Das Punktschweißen ist eine der ältesten bekannten Schweißtechniken, und Sie können mehr über das Punktschweißen in den Antworten zu den häufig zum Thema Punktschweißen gestellten Fragen erfahren.

Was sind die Hauptunterschiede?

Obwohl manche Menschen die beiden Verfahren verwechseln, sind Heftschweißen und Punktschweißen eigentlich ganz unterschiedliche Verfahren.

Heftschweißen ist ein vorbereitender Schritt, der dazu dient, Teile zu positionieren und zu befestigen, damit eine endgültige Schweißung durchgeführt werden kann. Punktschweißen hingegen wird als endgültige, dauerhafte Verbindung eingesetzt.

Zusammenfassend lässt sich der Unterschied zwischen Punktschweißen und Heftschweißen wie folgt beschreiben:

  • Heftschweißen kann als Vorverfahren bei jedem Schweißprojekt eingesetzt werden.
  • Heftschweißen findet statt, bevor die eigentlichen endgültigen Schweißnähte ausgeführt werden, einschließlich des Punktschweißens.
  • Heftschweißen ist ein temporärer Prozess, der sicherstellt, dass die zu schweißenden Teile sicher gehalten und richtig ausgerichtet werden, während das Punktschweißen die Teile endgültig zusammenfügt.

Anwendungen im Vergleich zueinander

Die Unterschiede zwischen den beiden Verfahren zeigen sich auch in ihrer Anwendung.

Heftschweißen wird für eine Reihe von Anwendungen eingesetzt, wenn Teile einer Schweißnaht vorübergehend fixiert werden müssen, bevor die endgültige Schweißnaht ausgeführt werden kann. Heftschweißungen werden auch für Handhabungs- und Versandzwecke verwendet.

Das Punktschweißen ist bei kohlenstoffarmen Stählen weit verbreitet, da diese einen größeren elektrischen Widerstand als andere Metalle aufweisen. Außerdem haben Stähle mit niedrigem Kohlenstoffgehalt eine geringere Wärmeleitfähigkeit als die Kupferelektrode, die zur Herstellung der Verbindung verwendet wird. Stähle mit hohem Kohlenstoffgehalt und Aluminiumlegierungen können schwache Schweißnähte bilden, die nicht lange halten. Punktschweißen ist auch nicht ideal für kleine Abschnitte des Grundmaterials. Da jedoch keine Zusatzwerkstoffe oder Flussmittel erforderlich sind, wird das Punktschweißen häufig als schnelles und einfaches Verbindungsverfahren für Drahtgitter, Bleche oder geschweißtes Drahtgewebe eingesetzt. Dieses Verfahren eignet sich am besten für dünnere Folien und Bleche und sollte bei Dicken von 6 mm oder mehr vermieden werden.
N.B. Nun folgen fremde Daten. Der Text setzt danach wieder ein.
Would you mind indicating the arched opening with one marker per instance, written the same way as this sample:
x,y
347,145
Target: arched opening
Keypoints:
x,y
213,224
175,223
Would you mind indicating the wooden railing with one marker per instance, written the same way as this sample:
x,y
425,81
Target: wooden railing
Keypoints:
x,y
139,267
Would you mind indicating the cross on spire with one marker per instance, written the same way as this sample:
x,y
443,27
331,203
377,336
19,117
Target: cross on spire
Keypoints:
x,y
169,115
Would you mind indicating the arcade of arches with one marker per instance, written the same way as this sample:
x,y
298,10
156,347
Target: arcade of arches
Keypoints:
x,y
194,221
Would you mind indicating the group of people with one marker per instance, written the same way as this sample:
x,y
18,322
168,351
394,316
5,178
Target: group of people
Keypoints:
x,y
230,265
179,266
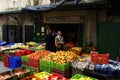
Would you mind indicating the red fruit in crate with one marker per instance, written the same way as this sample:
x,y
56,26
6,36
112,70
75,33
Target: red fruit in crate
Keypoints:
x,y
27,51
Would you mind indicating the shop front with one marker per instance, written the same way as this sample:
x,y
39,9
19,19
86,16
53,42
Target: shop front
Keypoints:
x,y
71,23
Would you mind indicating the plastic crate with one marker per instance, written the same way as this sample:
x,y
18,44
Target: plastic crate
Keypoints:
x,y
59,77
15,62
6,60
25,58
34,62
99,58
31,78
79,76
60,66
45,68
22,75
1,56
66,73
19,53
45,63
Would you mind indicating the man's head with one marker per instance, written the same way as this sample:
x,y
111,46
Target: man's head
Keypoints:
x,y
59,33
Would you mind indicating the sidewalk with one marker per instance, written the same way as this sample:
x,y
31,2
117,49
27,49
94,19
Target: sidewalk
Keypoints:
x,y
2,68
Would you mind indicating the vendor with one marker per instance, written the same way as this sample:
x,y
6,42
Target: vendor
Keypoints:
x,y
59,41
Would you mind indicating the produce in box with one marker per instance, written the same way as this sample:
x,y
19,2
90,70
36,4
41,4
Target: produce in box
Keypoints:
x,y
42,75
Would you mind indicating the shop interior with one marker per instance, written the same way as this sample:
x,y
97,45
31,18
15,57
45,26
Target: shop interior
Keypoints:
x,y
71,32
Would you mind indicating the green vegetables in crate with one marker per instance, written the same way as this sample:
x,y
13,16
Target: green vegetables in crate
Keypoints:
x,y
81,77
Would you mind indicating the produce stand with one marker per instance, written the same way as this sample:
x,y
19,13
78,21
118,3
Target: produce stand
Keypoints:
x,y
65,63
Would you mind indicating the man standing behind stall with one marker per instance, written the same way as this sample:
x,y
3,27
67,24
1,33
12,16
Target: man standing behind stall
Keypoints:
x,y
50,40
59,41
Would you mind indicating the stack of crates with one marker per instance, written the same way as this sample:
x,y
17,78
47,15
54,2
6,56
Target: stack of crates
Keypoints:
x,y
15,62
34,63
6,60
45,65
62,69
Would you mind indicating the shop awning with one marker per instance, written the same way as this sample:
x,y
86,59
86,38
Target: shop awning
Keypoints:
x,y
41,8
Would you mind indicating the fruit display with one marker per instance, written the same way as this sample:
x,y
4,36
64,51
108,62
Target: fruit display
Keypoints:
x,y
99,58
79,65
81,77
77,50
56,76
16,45
24,47
42,75
107,69
69,45
39,54
40,47
31,43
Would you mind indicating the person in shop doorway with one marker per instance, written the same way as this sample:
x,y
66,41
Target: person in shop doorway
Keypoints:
x,y
59,41
50,40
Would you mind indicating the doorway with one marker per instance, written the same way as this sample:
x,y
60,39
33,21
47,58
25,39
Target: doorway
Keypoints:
x,y
109,39
72,32
29,33
12,33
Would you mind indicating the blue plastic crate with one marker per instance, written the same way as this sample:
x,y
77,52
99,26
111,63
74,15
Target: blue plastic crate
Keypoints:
x,y
15,62
3,43
11,44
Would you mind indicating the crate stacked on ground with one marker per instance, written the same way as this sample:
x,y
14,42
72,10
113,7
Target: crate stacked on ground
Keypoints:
x,y
32,61
15,62
7,76
21,73
58,62
21,52
79,65
1,56
6,60
15,74
81,77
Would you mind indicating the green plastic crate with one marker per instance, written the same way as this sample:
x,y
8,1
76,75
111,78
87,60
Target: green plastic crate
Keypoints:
x,y
25,58
53,65
58,66
26,66
45,68
44,63
78,76
1,57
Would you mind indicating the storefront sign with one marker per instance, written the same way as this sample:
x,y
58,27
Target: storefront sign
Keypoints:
x,y
64,18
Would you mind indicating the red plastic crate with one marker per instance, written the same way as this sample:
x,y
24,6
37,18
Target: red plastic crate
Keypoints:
x,y
6,64
66,73
59,77
99,58
34,62
6,60
19,53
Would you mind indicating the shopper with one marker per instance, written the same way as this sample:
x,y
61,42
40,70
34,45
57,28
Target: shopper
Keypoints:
x,y
59,41
50,40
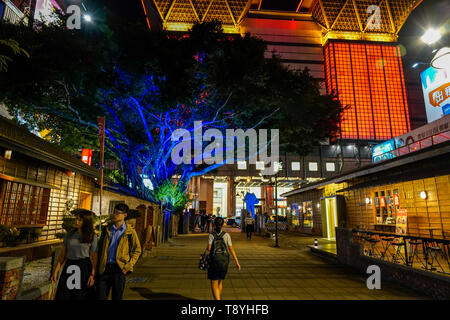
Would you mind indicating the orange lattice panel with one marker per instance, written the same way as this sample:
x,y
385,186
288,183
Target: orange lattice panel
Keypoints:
x,y
368,78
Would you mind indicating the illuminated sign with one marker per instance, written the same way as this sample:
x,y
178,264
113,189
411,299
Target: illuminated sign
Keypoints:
x,y
86,156
396,200
436,91
401,221
382,202
381,151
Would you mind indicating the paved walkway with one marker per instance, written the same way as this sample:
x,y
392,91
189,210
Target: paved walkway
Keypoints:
x,y
290,272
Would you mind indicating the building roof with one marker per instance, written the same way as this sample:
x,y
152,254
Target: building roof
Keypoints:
x,y
339,19
19,139
423,154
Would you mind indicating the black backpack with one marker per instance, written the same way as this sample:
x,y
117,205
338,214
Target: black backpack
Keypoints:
x,y
219,256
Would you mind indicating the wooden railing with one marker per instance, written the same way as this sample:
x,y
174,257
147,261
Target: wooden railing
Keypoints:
x,y
431,254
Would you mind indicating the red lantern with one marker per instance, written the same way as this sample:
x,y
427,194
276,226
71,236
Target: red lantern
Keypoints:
x,y
382,202
396,200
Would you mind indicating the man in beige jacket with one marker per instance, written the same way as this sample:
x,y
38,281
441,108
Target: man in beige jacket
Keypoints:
x,y
119,250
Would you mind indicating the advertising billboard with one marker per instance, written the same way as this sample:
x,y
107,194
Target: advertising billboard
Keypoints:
x,y
381,151
436,91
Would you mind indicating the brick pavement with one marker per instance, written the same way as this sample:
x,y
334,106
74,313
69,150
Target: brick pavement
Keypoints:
x,y
290,272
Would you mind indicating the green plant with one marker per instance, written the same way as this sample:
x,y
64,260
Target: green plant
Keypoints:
x,y
4,230
60,235
12,236
133,214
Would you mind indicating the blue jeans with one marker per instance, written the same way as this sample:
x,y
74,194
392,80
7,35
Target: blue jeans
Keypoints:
x,y
113,278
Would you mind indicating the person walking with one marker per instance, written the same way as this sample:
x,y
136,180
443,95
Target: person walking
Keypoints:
x,y
119,250
79,252
219,246
203,221
249,226
209,223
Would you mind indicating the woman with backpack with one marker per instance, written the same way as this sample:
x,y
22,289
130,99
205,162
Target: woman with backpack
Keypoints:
x,y
79,252
220,247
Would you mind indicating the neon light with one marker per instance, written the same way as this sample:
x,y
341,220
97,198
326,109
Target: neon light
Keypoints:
x,y
368,77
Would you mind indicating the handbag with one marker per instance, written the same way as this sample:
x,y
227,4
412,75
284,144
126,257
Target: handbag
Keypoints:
x,y
203,263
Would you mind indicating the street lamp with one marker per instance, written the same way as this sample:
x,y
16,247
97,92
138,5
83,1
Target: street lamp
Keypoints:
x,y
442,59
87,18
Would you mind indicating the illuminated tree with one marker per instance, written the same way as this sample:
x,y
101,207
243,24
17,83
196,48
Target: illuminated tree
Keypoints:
x,y
148,84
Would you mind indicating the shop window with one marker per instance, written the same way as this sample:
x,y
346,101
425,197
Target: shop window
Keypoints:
x,y
112,205
259,165
331,167
307,214
22,204
242,165
313,166
85,200
387,202
295,166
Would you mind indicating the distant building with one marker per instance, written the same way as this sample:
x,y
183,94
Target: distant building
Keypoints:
x,y
348,46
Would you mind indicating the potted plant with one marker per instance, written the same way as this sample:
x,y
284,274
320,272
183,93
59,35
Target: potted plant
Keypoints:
x,y
132,215
12,238
26,234
4,230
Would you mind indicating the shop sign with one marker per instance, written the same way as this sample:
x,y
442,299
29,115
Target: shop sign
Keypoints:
x,y
294,209
396,200
436,91
383,202
382,151
401,222
86,156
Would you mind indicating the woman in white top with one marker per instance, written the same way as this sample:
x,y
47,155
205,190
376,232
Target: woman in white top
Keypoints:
x,y
219,260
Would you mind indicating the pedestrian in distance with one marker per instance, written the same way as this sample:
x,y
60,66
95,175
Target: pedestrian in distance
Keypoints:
x,y
249,226
119,250
79,260
209,223
219,247
203,221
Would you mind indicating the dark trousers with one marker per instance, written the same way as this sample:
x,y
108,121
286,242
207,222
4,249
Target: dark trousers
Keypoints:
x,y
249,230
64,292
113,278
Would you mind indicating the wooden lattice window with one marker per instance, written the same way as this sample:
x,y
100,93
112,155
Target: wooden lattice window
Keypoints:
x,y
23,204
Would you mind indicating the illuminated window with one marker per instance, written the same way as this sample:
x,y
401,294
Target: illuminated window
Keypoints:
x,y
295,166
259,165
23,204
313,166
331,166
242,165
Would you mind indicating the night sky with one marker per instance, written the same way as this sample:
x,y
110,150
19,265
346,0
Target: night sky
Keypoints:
x,y
430,13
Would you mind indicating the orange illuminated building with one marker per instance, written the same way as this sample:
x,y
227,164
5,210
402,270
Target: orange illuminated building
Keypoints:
x,y
368,79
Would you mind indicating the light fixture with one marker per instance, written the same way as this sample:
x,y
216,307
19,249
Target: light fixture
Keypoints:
x,y
442,59
8,154
431,36
423,195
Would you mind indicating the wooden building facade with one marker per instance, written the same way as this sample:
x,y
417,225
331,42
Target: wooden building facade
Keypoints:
x,y
415,186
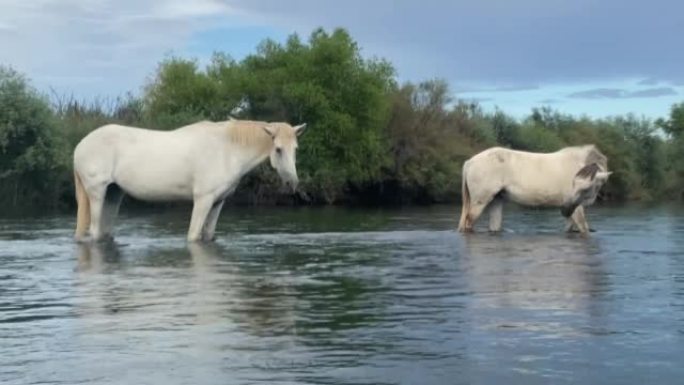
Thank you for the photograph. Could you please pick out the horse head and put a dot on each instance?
(284, 150)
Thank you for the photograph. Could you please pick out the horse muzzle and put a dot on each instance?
(567, 211)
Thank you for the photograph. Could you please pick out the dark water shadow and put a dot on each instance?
(537, 277)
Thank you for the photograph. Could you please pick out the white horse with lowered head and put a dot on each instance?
(202, 162)
(569, 179)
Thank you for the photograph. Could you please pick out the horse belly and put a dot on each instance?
(533, 196)
(155, 183)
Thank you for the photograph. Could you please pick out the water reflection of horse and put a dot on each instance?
(541, 272)
(210, 287)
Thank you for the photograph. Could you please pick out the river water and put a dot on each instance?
(346, 296)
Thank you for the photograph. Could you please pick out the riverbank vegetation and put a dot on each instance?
(369, 138)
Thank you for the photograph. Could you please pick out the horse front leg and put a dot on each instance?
(210, 224)
(495, 215)
(578, 222)
(200, 210)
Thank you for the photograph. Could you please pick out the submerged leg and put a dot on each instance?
(200, 210)
(96, 196)
(212, 219)
(476, 209)
(495, 215)
(110, 210)
(578, 222)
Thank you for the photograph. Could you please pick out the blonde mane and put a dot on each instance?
(248, 132)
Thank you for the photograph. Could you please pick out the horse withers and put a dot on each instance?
(202, 162)
(569, 179)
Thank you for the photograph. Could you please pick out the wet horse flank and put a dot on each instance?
(202, 162)
(569, 179)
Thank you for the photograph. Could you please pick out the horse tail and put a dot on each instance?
(83, 212)
(465, 198)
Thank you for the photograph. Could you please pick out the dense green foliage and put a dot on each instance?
(369, 138)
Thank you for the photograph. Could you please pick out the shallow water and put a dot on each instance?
(333, 296)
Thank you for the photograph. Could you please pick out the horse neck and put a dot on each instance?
(252, 155)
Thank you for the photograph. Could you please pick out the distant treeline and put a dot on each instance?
(370, 139)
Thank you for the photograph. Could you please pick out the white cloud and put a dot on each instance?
(96, 47)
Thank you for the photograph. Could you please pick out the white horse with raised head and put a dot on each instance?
(569, 179)
(202, 162)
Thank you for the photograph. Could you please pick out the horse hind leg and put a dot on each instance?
(210, 224)
(112, 201)
(496, 214)
(578, 222)
(96, 196)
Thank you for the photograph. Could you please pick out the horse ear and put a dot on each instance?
(602, 176)
(269, 130)
(300, 129)
(588, 172)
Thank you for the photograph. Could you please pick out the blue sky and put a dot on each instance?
(585, 57)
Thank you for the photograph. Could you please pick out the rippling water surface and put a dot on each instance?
(335, 296)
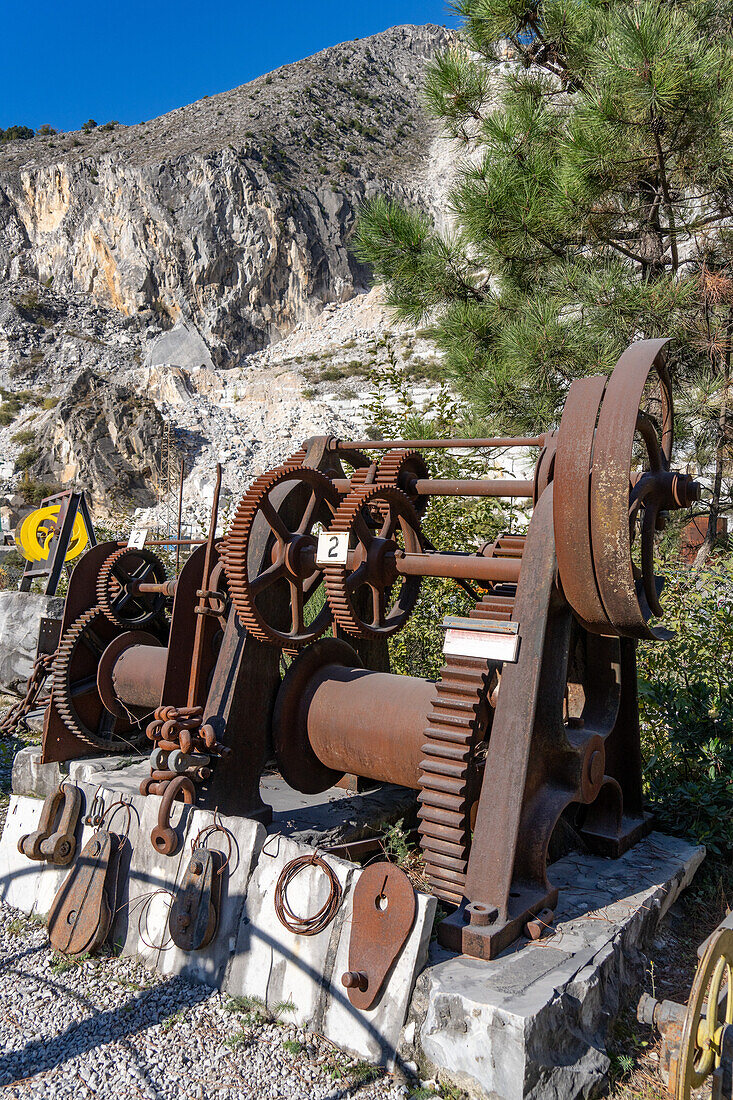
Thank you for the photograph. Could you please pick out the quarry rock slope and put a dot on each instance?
(233, 212)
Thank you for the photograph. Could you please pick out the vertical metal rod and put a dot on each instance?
(198, 637)
(183, 469)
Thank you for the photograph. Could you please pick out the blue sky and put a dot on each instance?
(129, 61)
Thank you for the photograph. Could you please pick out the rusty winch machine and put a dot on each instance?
(534, 716)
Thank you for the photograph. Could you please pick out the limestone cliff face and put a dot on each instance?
(233, 212)
(105, 438)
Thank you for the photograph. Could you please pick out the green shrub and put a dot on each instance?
(34, 492)
(23, 437)
(686, 704)
(449, 523)
(26, 458)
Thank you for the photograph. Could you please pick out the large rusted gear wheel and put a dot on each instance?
(458, 724)
(75, 693)
(269, 556)
(402, 469)
(122, 569)
(369, 598)
(601, 504)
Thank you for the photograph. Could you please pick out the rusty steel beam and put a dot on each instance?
(167, 542)
(509, 486)
(434, 444)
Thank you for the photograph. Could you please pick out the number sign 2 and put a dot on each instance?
(332, 548)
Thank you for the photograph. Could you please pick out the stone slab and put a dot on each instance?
(533, 1024)
(279, 966)
(32, 778)
(30, 884)
(20, 618)
(375, 1034)
(332, 816)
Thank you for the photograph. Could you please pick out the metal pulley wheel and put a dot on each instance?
(270, 556)
(118, 576)
(601, 504)
(710, 1010)
(368, 596)
(75, 692)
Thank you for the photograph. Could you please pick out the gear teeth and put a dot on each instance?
(448, 766)
(234, 551)
(106, 582)
(337, 592)
(61, 696)
(398, 468)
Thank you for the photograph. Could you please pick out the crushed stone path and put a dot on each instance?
(107, 1027)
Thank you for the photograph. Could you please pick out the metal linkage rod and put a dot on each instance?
(168, 542)
(434, 486)
(459, 567)
(433, 444)
(440, 486)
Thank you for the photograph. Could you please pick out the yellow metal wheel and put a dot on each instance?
(709, 1009)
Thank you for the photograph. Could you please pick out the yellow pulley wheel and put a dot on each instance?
(37, 529)
(707, 1015)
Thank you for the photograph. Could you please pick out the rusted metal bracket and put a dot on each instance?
(83, 910)
(383, 914)
(164, 838)
(194, 916)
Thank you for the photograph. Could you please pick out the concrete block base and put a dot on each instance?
(252, 953)
(533, 1024)
(37, 780)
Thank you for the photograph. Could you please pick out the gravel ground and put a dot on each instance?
(108, 1027)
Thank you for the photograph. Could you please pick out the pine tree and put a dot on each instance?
(592, 206)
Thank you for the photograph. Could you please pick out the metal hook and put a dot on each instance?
(96, 813)
(112, 809)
Zu den üblichen Anwendungen des Punktschweißens gehört das Verbinden von Blechen im Automobilbau, in der Elektronik, im Baugewerbe, in der Luft- und Raumfahrt und bei Metallmöbeln.

Schlussfolgerung

Punktschweißen und Heftschweißen sind gängige Verfahren, die zum Verbinden von Metallen verwendet werden können. Es handelt sich jedoch um sehr unterschiedliche Verfahren, die für unterschiedliche Anwendungen und Zwecke eingesetzt werden.

Der Hauptunterschied zwischen einer Punktschweißung und einer Heftschweißung besteht darin, dass eine Heftschweißung ein vorübergehender erster Schritt ist, um die Werkstücke zu positionieren und die richtige Ausrichtung für die endgültige Schweißung sicherzustellen. Heftschweißungen können auseinandergezogen oder weggeschliffen werden und dann erneut angebracht werden, wenn die Ausrichtung nicht korrekt ist. Im Gegensatz dazu wird beim Punktschweißen eine dauerhafte, endgültige Verbindung in den Werkstoffen hergestellt, die meist bei Blechen verwendet wird. Daher können Punktschweißungen im Gegensatz zu den eher temporären Heftschweißungen nicht einfach entfernt werden.